否らずして、時勢に制せられ、制限を慢にし、出るを見て入るを計りなば、民の膏血を絞るの外有る間敷也。然らば仮令事業は、一旦進歩する如く見ゆるとも、国力疲弊して済救す可からず。
<訳>
会計出納(金の出し入れ)は、すべての制度の基本であって、あらゆる事業はこれによって成り立ち、秩序ある国家を創る上で最重要事であるから、慎重にしなければならない。
その方法を申すならば、収入の範囲内で、支出を押えるという以外に手段はない。
総ての収入の範囲で事業を制限して、会計の総責任者は一身をかけてこの制度を守り、定められた予算を超えててはならない。

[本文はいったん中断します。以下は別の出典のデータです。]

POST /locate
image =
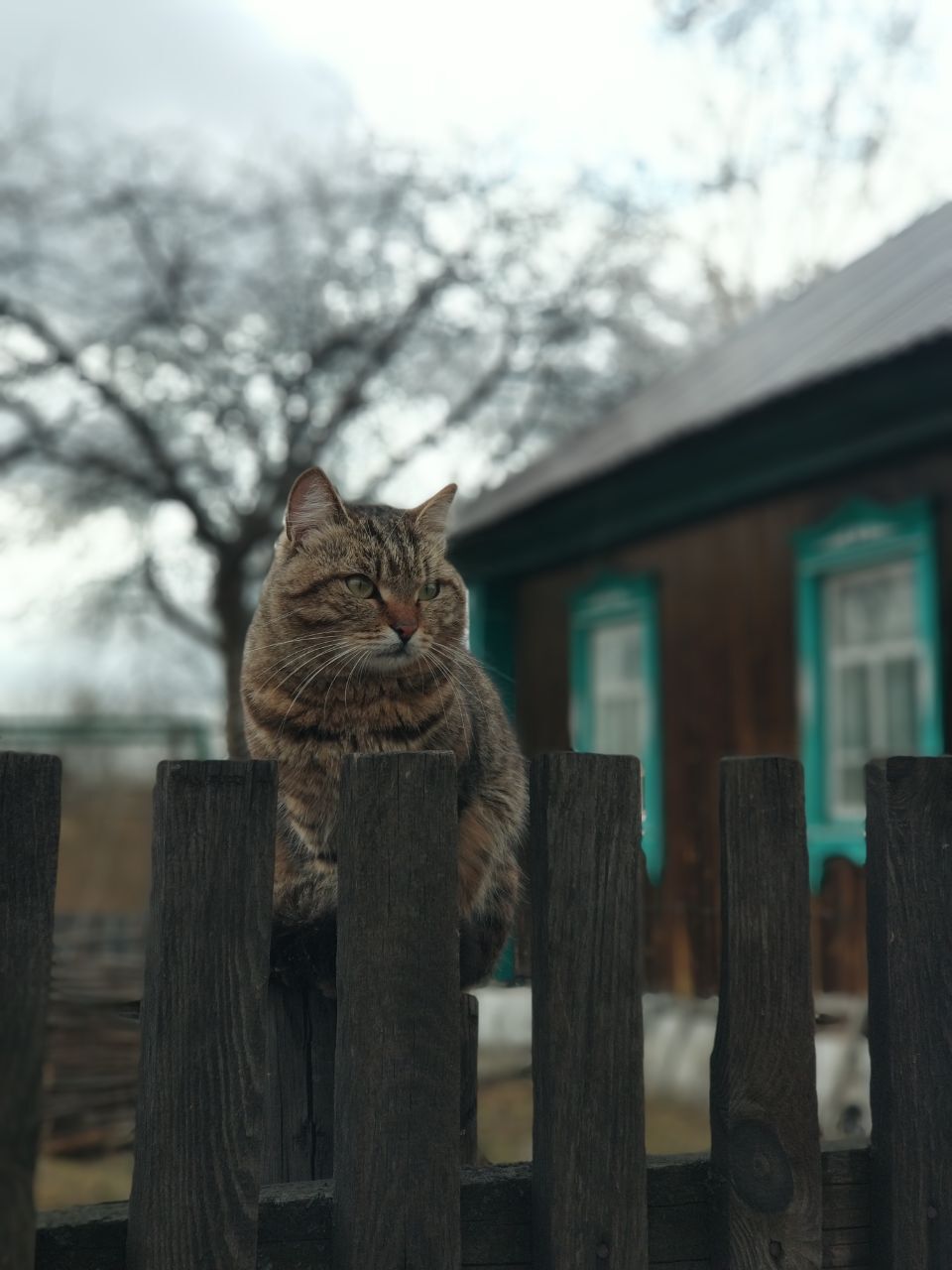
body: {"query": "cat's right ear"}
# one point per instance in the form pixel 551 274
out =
pixel 312 504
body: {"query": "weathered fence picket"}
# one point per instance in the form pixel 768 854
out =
pixel 397 1124
pixel 589 1199
pixel 30 837
pixel 198 1138
pixel 765 1130
pixel 909 842
pixel 404 1105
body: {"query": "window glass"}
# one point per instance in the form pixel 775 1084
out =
pixel 875 661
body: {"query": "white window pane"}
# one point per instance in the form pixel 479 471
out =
pixel 874 663
pixel 871 604
pixel 851 793
pixel 852 719
pixel 619 726
pixel 619 689
pixel 616 652
pixel 901 706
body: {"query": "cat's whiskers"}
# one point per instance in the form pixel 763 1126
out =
pixel 303 659
pixel 298 639
pixel 442 667
pixel 311 679
pixel 361 662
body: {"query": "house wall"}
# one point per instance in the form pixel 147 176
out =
pixel 728 643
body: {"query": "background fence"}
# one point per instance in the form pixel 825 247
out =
pixel 222 1080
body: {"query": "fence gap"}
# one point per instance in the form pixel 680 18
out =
pixel 198 1132
pixel 30 838
pixel 298 1118
pixel 589 1178
pixel 468 1078
pixel 397 1127
pixel 909 878
pixel 765 1130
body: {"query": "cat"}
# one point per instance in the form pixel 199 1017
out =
pixel 357 645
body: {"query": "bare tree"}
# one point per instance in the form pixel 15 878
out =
pixel 797 137
pixel 182 330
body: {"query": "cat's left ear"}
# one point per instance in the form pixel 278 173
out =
pixel 312 504
pixel 430 517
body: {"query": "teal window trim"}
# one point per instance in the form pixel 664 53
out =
pixel 610 598
pixel 861 535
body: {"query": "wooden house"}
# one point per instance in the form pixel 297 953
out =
pixel 753 556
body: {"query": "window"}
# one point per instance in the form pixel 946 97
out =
pixel 869 661
pixel 615 689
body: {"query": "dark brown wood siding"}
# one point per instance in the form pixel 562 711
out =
pixel 728 639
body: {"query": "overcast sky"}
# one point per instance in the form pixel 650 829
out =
pixel 590 82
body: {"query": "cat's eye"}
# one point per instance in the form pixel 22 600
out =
pixel 359 585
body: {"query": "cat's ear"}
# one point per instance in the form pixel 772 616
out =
pixel 430 517
pixel 312 504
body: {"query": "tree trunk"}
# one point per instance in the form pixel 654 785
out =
pixel 234 619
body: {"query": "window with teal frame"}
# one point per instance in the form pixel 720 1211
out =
pixel 870 666
pixel 616 689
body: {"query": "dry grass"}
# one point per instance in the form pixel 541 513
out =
pixel 506 1137
pixel 61 1183
pixel 506 1124
pixel 104 847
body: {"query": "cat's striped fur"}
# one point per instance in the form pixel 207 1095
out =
pixel 350 652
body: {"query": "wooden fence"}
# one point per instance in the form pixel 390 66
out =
pixel 234 1089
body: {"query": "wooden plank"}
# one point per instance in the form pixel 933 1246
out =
pixel 30 837
pixel 397 1127
pixel 909 843
pixel 495 1218
pixel 298 1116
pixel 589 1203
pixel 468 1082
pixel 198 1134
pixel 765 1132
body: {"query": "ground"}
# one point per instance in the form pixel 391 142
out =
pixel 506 1134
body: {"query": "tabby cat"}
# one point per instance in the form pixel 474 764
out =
pixel 357 645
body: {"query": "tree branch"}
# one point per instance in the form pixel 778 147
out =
pixel 380 354
pixel 175 612
pixel 137 421
pixel 458 414
pixel 42 441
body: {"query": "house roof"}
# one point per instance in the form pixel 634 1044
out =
pixel 896 296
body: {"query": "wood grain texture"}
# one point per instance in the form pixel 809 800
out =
pixel 765 1132
pixel 198 1133
pixel 468 1080
pixel 495 1215
pixel 397 1127
pixel 30 835
pixel 298 1111
pixel 909 844
pixel 589 1201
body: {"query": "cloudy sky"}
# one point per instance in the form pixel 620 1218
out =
pixel 590 82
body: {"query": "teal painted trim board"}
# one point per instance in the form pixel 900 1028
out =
pixel 879 413
pixel 860 535
pixel 612 598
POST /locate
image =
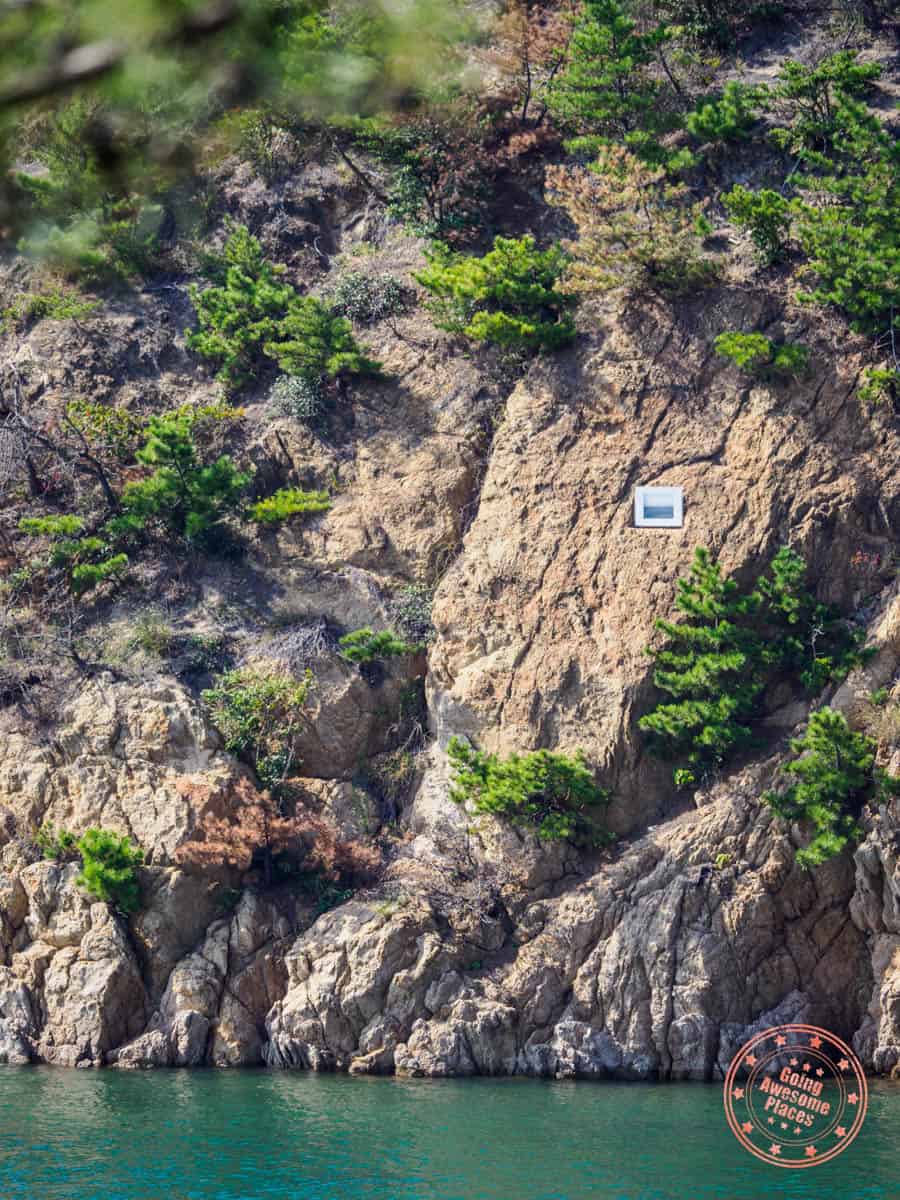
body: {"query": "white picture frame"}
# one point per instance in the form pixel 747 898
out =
pixel 659 508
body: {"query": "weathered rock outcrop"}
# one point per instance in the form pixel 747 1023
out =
pixel 480 951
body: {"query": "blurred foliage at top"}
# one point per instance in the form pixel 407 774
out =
pixel 101 102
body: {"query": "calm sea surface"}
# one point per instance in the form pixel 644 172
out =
pixel 258 1135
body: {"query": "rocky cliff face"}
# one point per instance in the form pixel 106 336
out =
pixel 480 949
pixel 483 951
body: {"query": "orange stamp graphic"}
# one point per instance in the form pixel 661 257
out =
pixel 796 1096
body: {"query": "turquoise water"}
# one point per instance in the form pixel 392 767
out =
pixel 257 1135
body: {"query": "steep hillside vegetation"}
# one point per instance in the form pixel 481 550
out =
pixel 348 720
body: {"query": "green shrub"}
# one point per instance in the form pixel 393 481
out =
pixel 64 526
pixel 185 495
pixel 509 297
pixel 879 385
pixel 153 635
pixel 299 397
pixel 439 163
pixel 727 119
pixel 730 646
pixel 369 298
pixel 289 502
pixel 89 561
pixel 412 609
pixel 87 576
pixel 714 22
pixel 832 769
pixel 313 341
pixel 52 304
pixel 761 357
pixel 550 792
pixel 259 715
pixel 365 646
pixel 766 215
pixel 109 869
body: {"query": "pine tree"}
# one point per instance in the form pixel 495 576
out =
pixel 636 229
pixel 185 495
pixel 832 768
pixel 718 660
pixel 550 792
pixel 508 297
pixel 238 317
pixel 606 89
pixel 711 665
pixel 313 342
pixel 109 868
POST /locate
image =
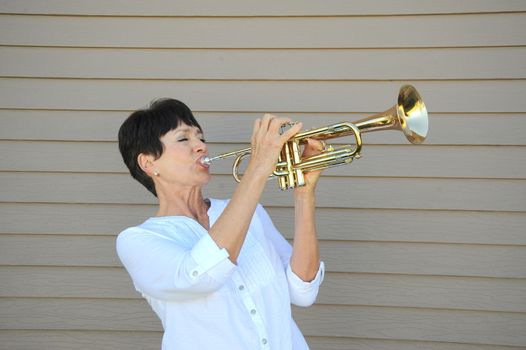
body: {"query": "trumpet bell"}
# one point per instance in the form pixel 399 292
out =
pixel 409 115
pixel 412 114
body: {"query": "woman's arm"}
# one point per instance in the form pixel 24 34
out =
pixel 230 229
pixel 305 260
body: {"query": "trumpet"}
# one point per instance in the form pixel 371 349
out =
pixel 408 115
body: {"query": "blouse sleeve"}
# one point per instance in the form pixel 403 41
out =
pixel 164 270
pixel 302 293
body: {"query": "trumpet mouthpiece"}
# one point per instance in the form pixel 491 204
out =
pixel 206 160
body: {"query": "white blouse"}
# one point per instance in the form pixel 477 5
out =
pixel 204 300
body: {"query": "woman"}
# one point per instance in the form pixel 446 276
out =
pixel 216 272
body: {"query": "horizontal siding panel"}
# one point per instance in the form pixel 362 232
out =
pixel 425 259
pixel 340 343
pixel 328 64
pixel 255 8
pixel 117 340
pixel 320 320
pixel 415 324
pixel 291 96
pixel 289 32
pixel 463 293
pixel 79 340
pixel 358 257
pixel 393 161
pixel 387 193
pixel 483 294
pixel 505 228
pixel 227 127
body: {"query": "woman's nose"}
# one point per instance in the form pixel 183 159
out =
pixel 200 146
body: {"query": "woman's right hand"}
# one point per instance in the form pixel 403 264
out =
pixel 267 143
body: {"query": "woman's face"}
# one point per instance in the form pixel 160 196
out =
pixel 180 164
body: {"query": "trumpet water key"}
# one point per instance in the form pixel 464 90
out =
pixel 409 115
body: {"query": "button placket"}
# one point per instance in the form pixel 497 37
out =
pixel 250 306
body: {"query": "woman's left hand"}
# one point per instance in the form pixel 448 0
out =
pixel 311 148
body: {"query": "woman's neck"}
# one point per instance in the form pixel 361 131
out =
pixel 189 202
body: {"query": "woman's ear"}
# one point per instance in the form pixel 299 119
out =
pixel 145 162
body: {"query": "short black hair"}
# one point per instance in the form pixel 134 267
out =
pixel 142 130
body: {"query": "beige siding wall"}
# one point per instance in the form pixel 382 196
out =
pixel 425 245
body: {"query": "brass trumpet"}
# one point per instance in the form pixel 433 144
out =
pixel 409 115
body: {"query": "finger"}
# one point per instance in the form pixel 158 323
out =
pixel 255 129
pixel 294 129
pixel 316 145
pixel 266 120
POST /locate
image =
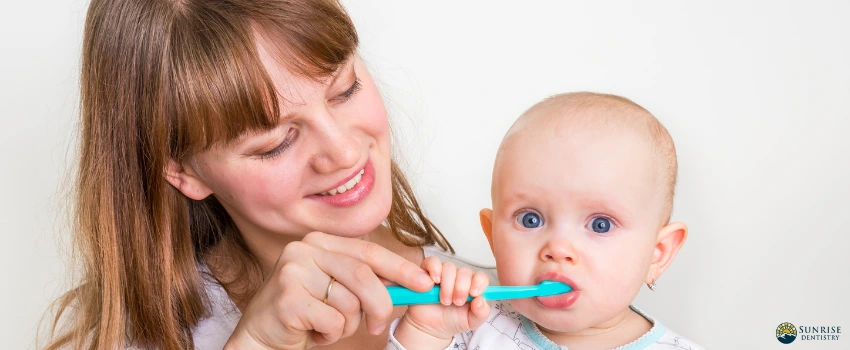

そうでなくして時勢にまかせ、制限を緩かにして、支出を優先して考え、それに合わせ収入を計算すれば、結局国民から重税を徴収するほか方法はなくなるであろう。
もしそうなれば、たとえ事業は一時的に進むように見えても国力が疲弊して、ついには救い難い事になるであろう。
今の政治家、役人は、良く良く傾聴すべし。